Mount Pleasant

Hunter Valley

Star Rating:

Mount Pleasant was so named by Maurice O’Shea, its sole owner from 1922–32, its co-owner (with McWilliam’s) until 1941 and then simply its winemaker and manager until his death in 1956. And before I continue the story, I cannot help but say how utterly remarkable McWilliam’s role was. Based in the Riverina, they were makers of fortified wines. While it was (and remains) a mighty clan, I have not read or heard of a senior clansman who had an understanding of light to medium-bodied shirazs in the 1920s or 1930s.

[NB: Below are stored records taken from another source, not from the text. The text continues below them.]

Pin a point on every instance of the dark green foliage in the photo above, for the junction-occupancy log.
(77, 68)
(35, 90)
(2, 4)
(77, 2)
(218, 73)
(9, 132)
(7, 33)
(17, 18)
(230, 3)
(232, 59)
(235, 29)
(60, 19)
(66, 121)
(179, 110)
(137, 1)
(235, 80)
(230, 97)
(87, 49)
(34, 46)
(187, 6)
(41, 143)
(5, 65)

Indeed, there were all too few customers who had such knowledge. The reality was that the wines were difficult to sell at prices that barely covered the cost of production.
Fast forward to 2013 and the appointment of Jim Chatto, and tectonic plates move again. Chatto walked through every metre of vines (as O’Shea would have done) with retiring winemaker Phil Ryan, tasted every wine still in barrel or tank, and tasted all bottled wine stock yet to be sold. One of Maurice O’Shea’s great strengths was his ability to taste wines near or at the end of fermentation, and know where they would fit under the Mount Pleasant label.

Chatto has adopted an O’Shea approach to the vineyards of Mount Pleasant, notably the 3.1ha Old Hill (planted 1880) and the 0.74ha Old Paddock (planted 1921 with cuttings from the Old Hill). A forensic palate, and a vine-by-vine observation are his tools.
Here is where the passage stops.